5. En quatrième lieu, Mme D et M. A, pour demander l'annulation des décisions litigieuses, invoquent une violation des droits de la défense, notamment du principe du contradictoire en raison de l'absence de communication du rapport d'enquête avant l'adoption de la décision attaquée. Toutefois, contrairement à ce que soutiennent les requérants, aucune disposition législative ou réglementaire n'impose à la caisse d'allocations familiales de communiquer à l'allocataire le rapport d'enquête établi par l'agent assermenté à l'issue de ce contrôle. Dès lors, ils ne sont pas fondés à soutenir que le principe du contradictoire aurait été méconnu du fait de l'absence de communication préalable de ce document. En tout état de cause, il résulte tant de la lecture de ce rapport d'enquête que de leurs recours administratifs préalables obligatoires, que les intéressés ont eu connaissance des griefs qui leur étaient reprochés et ont pu utilement y répondre.
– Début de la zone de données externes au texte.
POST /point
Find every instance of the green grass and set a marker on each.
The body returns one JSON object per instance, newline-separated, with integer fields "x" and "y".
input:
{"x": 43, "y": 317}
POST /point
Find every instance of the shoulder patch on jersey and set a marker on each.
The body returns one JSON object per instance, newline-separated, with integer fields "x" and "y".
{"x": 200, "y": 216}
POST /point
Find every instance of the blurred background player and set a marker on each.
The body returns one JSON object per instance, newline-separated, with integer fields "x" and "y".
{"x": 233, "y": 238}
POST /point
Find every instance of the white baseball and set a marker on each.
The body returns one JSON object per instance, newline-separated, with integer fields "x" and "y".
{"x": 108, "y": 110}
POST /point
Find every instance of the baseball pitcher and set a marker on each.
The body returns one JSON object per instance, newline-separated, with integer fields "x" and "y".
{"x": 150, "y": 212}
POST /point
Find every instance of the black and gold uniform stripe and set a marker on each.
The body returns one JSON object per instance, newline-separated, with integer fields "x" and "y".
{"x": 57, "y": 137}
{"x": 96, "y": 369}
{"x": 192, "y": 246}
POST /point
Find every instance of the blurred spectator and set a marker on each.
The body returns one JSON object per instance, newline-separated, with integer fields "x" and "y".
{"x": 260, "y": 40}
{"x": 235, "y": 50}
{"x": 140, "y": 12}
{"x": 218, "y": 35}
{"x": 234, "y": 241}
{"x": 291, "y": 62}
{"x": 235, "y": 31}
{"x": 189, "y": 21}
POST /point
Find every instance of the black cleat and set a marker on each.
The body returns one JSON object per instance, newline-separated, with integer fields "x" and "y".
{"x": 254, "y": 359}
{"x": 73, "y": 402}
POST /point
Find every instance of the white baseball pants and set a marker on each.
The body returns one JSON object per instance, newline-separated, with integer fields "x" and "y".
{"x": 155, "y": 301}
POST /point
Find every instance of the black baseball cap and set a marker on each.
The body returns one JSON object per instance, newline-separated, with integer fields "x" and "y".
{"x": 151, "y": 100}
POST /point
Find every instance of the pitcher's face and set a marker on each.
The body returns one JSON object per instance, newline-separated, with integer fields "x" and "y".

6. En cinquième lieu, aux termes de l'article L. 842-1 du code de la sécurité sociale : " Toute personne résidant en France de manière stable et effective qui perçoit des revenus tirés d'une activité professionnelle a droit à une prime d'activité, dans les conditions définies au présent titre ". Aux termes de l'article L. 842-3 du même code : " La prime d'activité est égale à la différence entre : / 1° Un montant forfaitaire dont le niveau varie en fonction de la composition du foyer et du nombre d'enfants à charge, augmenté d'une fraction des revenus professionnels des membres du foyer () ; / 2° Les ressources du foyer, qui sont réputées être au moins égales au montant forfaitaire mentionné au 1° () ". Aux termes de l'article L. 842-4 du même code : " Les ressources () prises en compte pour le calcul de la prime d'activité sont : 1° Les ressources ayant le caractère de revenus professionnels ou qui en tiennent lieu ; () ". Aux termes de l'article R. 844-1 du même code : " Ont le caractère de revenus professionnels ou en tiennent lieu en application du 1° de l'article L. 842-4 : / 1° L'ensemble des revenus tirés d'une activité salariée ou non salariée () ". Enfin, aux termes de l'article R. 846-5 du même code : " Le bénéficiaire de la prime d'activité est tenu de faire connaître à l'organisme chargé du service de la prestation toutes informations nécessaires à l'établissement et au calcul des droits, relatives à sa résidence, à sa situation de famille, aux activités, aux ressources et aux biens des membres du foyer. Il doit faire connaître à cet organisme tout changement intervenu dans l'un ou l'autre de ces éléments ". Enfin, aux termes de l'article 515-8 du code civil : " Le concubinage est une union de fait, caractérisée par une vie commune présentant un caractère de stabilité et de continuité, entre deux personnes, de sexe différent ou de même sexe, qui vivent en couple. ".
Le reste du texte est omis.